Salary Reviews in Today’s Job Market – Who Sets the Rules?
As the new year approaches, salary discussions often take center stage in organizations. While salary negotiations are a standard part of annual reviews anticipated by employers and employees, experts note a growing trend: not all employees dare to ask for a raise during these meetings, even if they feel they deserve it. How can employees approach their managers about a salary increase without discomfort, how should they prepare, and when is the best time to bring up the topic?
From an employer’s perspective, organizations typically review employee salaries once the previous year’s financial results are precise, observes Denis Tarasenkov, Client Partner at the Lithuanian division of the global solutions company ManpowerGroup.

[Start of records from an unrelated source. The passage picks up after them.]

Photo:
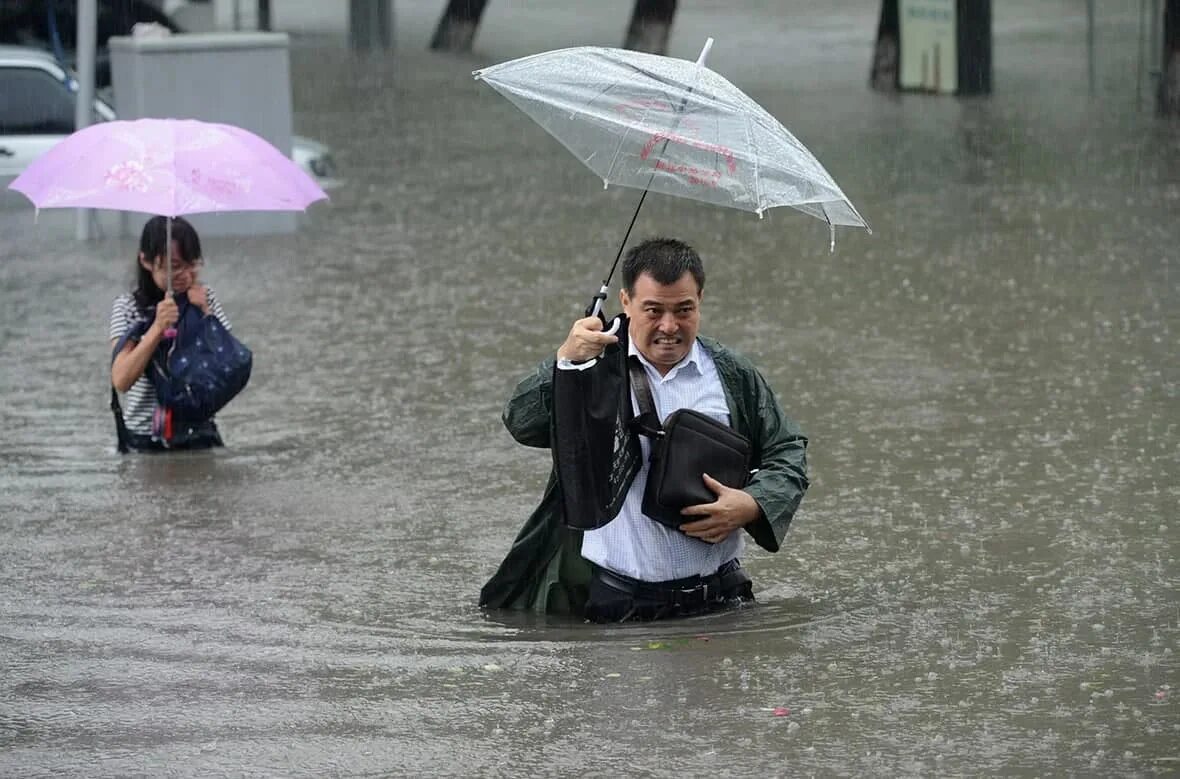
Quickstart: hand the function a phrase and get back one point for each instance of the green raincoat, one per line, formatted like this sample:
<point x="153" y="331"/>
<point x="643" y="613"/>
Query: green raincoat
<point x="544" y="571"/>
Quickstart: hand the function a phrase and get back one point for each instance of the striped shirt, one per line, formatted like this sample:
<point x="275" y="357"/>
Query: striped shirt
<point x="139" y="400"/>
<point x="631" y="543"/>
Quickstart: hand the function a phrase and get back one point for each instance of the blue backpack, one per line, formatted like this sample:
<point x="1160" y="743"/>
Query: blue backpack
<point x="194" y="374"/>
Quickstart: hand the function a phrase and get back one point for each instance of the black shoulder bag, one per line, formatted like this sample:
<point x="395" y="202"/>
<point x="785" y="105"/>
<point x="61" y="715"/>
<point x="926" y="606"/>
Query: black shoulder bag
<point x="688" y="445"/>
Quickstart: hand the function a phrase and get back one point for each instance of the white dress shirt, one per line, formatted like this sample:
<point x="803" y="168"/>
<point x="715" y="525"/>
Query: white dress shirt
<point x="631" y="543"/>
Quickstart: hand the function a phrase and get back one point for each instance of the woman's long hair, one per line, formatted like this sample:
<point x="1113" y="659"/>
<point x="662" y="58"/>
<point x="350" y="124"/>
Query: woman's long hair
<point x="152" y="246"/>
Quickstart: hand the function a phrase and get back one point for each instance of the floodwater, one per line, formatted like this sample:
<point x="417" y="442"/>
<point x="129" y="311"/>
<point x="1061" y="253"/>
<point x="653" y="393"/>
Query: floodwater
<point x="983" y="578"/>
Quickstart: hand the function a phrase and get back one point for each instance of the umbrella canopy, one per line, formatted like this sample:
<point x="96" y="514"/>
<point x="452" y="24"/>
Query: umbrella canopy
<point x="669" y="125"/>
<point x="166" y="167"/>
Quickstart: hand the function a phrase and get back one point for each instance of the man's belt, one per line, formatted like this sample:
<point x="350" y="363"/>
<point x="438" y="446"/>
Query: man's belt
<point x="688" y="593"/>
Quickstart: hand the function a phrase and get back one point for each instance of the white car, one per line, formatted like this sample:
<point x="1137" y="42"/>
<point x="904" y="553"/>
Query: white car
<point x="37" y="110"/>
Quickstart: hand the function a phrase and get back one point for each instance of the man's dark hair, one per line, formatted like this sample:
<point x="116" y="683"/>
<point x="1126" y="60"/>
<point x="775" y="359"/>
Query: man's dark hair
<point x="666" y="260"/>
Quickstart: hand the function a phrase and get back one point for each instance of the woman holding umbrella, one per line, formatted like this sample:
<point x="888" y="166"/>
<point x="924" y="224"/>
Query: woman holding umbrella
<point x="141" y="320"/>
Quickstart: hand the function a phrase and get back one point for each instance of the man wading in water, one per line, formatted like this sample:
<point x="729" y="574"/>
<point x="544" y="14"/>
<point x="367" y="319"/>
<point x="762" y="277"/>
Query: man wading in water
<point x="635" y="568"/>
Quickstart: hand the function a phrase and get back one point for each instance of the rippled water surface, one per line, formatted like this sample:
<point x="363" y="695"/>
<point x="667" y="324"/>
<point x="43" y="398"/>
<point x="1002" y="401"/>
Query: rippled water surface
<point x="982" y="581"/>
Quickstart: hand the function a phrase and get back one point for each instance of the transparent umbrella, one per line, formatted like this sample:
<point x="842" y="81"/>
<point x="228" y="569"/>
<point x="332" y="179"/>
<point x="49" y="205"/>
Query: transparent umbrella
<point x="673" y="126"/>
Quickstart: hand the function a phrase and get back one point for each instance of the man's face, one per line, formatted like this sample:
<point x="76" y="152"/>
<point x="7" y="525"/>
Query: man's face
<point x="664" y="319"/>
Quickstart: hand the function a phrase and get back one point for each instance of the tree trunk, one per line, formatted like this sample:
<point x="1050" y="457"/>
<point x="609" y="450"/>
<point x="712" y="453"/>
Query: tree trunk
<point x="884" y="74"/>
<point x="650" y="26"/>
<point x="457" y="27"/>
<point x="371" y="25"/>
<point x="1168" y="102"/>
<point x="974" y="43"/>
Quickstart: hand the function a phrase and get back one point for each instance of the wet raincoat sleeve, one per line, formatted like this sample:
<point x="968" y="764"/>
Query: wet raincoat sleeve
<point x="529" y="411"/>
<point x="544" y="570"/>
<point x="780" y="447"/>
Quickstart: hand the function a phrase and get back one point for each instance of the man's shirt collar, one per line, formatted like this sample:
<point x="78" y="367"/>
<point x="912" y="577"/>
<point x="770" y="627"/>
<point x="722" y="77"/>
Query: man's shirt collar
<point x="692" y="360"/>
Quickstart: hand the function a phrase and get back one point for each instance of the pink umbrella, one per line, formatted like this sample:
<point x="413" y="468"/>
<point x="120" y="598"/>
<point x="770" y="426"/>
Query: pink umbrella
<point x="166" y="167"/>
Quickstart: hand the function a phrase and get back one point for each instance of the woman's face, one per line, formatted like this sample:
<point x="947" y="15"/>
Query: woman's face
<point x="184" y="274"/>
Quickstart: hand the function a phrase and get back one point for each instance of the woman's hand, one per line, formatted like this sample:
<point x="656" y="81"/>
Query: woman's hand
<point x="166" y="314"/>
<point x="198" y="296"/>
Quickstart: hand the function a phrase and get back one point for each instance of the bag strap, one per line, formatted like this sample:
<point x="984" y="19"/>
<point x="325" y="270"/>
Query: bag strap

“Annual reviews are an excellent opportunity to assess an employee’s growth, review last year’s performance, and discuss salary increases if both parties are satisfied with the results. In practice, most annual discussions with employees occur in January or February. However, there’s no universal rule—these conversations can also be pushed to spring, depending on when companies finalize their fiscal year. For this reason, some employees might see a pay raise in January, while others may need to wait until March or April if the company calculates results only after the new year,” explains Tarasenkov.

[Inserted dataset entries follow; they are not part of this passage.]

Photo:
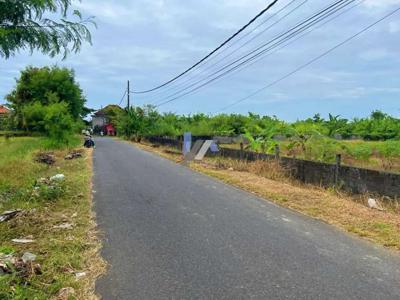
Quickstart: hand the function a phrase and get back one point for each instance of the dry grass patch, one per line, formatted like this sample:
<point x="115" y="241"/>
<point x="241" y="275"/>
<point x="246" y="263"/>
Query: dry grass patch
<point x="61" y="252"/>
<point x="269" y="181"/>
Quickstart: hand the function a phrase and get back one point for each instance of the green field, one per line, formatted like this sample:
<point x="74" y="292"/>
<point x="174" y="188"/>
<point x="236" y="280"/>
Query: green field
<point x="376" y="155"/>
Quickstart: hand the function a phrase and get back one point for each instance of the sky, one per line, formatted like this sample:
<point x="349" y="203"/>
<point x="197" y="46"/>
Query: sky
<point x="149" y="42"/>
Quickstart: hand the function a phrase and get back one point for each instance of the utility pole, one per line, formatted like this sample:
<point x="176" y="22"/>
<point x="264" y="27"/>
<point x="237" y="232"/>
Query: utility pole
<point x="129" y="96"/>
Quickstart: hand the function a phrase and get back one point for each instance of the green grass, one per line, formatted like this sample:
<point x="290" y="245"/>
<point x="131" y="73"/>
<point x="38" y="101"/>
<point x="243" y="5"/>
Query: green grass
<point x="377" y="155"/>
<point x="60" y="253"/>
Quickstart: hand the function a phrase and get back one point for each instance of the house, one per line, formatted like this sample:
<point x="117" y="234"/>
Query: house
<point x="102" y="120"/>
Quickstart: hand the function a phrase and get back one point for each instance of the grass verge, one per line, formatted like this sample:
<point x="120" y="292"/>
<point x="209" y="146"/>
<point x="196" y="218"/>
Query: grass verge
<point x="344" y="211"/>
<point x="68" y="257"/>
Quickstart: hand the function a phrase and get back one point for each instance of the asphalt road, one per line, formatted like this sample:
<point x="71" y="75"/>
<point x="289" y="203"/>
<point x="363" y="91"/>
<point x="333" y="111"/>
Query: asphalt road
<point x="170" y="233"/>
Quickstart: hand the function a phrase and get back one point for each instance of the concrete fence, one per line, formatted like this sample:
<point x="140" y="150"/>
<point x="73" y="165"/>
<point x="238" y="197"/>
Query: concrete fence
<point x="351" y="179"/>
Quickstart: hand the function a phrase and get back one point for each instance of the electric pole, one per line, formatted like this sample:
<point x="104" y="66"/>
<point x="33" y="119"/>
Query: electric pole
<point x="129" y="96"/>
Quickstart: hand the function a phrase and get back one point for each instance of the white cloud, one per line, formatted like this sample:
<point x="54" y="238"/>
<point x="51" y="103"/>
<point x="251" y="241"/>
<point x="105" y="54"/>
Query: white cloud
<point x="394" y="27"/>
<point x="375" y="54"/>
<point x="381" y="4"/>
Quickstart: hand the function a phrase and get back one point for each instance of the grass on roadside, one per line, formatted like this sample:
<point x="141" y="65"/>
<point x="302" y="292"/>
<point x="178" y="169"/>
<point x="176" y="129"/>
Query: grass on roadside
<point x="269" y="182"/>
<point x="61" y="253"/>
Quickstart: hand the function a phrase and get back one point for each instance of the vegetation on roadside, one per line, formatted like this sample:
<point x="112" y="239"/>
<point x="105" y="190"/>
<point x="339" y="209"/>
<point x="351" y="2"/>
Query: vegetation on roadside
<point x="269" y="181"/>
<point x="32" y="24"/>
<point x="372" y="142"/>
<point x="55" y="215"/>
<point x="47" y="101"/>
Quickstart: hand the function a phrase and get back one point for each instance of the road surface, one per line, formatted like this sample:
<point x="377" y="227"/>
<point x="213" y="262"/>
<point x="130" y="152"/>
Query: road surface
<point x="171" y="233"/>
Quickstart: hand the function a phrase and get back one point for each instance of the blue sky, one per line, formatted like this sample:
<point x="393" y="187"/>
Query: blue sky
<point x="148" y="42"/>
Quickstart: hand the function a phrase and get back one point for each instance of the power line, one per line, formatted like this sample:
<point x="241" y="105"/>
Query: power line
<point x="122" y="99"/>
<point x="244" y="44"/>
<point x="212" y="52"/>
<point x="281" y="38"/>
<point x="311" y="61"/>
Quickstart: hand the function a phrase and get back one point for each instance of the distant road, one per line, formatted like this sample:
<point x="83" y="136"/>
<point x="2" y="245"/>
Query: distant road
<point x="171" y="233"/>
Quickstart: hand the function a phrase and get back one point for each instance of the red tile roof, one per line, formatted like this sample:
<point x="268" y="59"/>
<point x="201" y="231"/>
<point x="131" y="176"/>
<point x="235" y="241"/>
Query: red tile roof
<point x="4" y="110"/>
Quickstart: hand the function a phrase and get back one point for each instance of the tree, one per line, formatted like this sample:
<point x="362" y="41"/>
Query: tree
<point x="25" y="25"/>
<point x="47" y="86"/>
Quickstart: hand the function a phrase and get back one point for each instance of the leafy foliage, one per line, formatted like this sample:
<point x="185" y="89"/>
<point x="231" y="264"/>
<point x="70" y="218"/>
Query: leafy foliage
<point x="25" y="25"/>
<point x="48" y="101"/>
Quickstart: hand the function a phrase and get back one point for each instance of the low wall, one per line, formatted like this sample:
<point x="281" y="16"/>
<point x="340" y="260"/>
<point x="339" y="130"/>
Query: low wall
<point x="355" y="180"/>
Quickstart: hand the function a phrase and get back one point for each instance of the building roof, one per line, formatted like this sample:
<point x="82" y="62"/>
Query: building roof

He adds that during annual reviews, Lithuanian companies typically offer employees a 5–10% salary increase depending on their performance.
What Do Statistics Say About Salary Growth?
Statistical data indicate that salary growth will remain positive in the coming years, albeit slower. The Bank of Lithuania predicts an 8.5% wage increase next year, slightly below this year’s rate. According to Swedbank economists, while inflation is expected to rise, wages are set to grow by 8.2%, approximately three times faster than the rate of price increases. Meanwhile, insights from Figure Baltic Advisory suggest an average base salary increase of 6.4% in 2025, based on company forecasts and plans.
When Else Should Salary Discussions Happen?
Annual reviews shouldn’t be the only time to discuss salaries, according to Tarasenkov. However, such discussions should not come out of the blue—there must be a reason, often a triggering event.
“Employees typically feel compelled to initiate such discussions in certain scenarios. One common reason is receiving a better financial offer from another organization while preferring to stay with their current employer. Another is when their salary hasn’t changed for several years. External factors, such as increases in the minimum monthly wage (MMW) or narrowing gaps between different positions—for instance, when a senior specialist earns only €50 less than their manager—can also prompt discussions. Changes in personal circumstances, like expecting a child, planning to purchase property, or taking on additional responsibilities in their current role, are also common triggers,” says Tarasenkov.
Another opportunity to request a salary increase is after a probation period, though this practice varies by organization:
“We notice that corporations less frequently review salaries after probation. Interestingly, many new employees expect a salary increase after their probation period, agreeing to a slightly lower salary upon hiring. They often surprise their employers by requesting a raise, as this expectation was not expressed during initial discussions,” Tarasenkov explains.
How to Approach the Topic with Confidence
For many employees, asking for a salary increase—during annual reviews or at another time—still feels daunting. Many would be noticed and rewarded without asking, relying instead on employer initiative.
“Knocking a manager’s door to request recognition and appropriate compensation is intimidating. Employees often only raise the issue in exceptional circumstances, after much deliberation and hesitation,” says the expert.
To build confidence, Tarasenkov advises employees to prepare thoroughly:
“Start by conducting market research—review job postings to determine what salary would be appropriate for your role given the current market conditions. Check the current MMW, average wages, and the country’s economic situation (e.g., inflation rates). After understanding external factors, assess your performance. Evaluate your responsibilities, their evolution, achievements, and contribution to overall business success. When requesting a raise, you need to offer something in return. Be prepared to discuss how to take on more responsibilities, express your desire to grow, and provide examples. With solid arguments and data, initiating a salary discussion becomes much easier.”
The HR expert also emphasizes understanding the employer’s perspective:
“Employers must balance employee welfare and motivation with business goals—achieving optimal results with minimal costs. Therefore, managers may not initiate salary increases unless employees request them. It’s important to note that it’s sometimes inappropriate to ask for a raise—for example, if you’ve recently received one, lack solid arguments to support your request, or are asking for an unrealistically high increase.”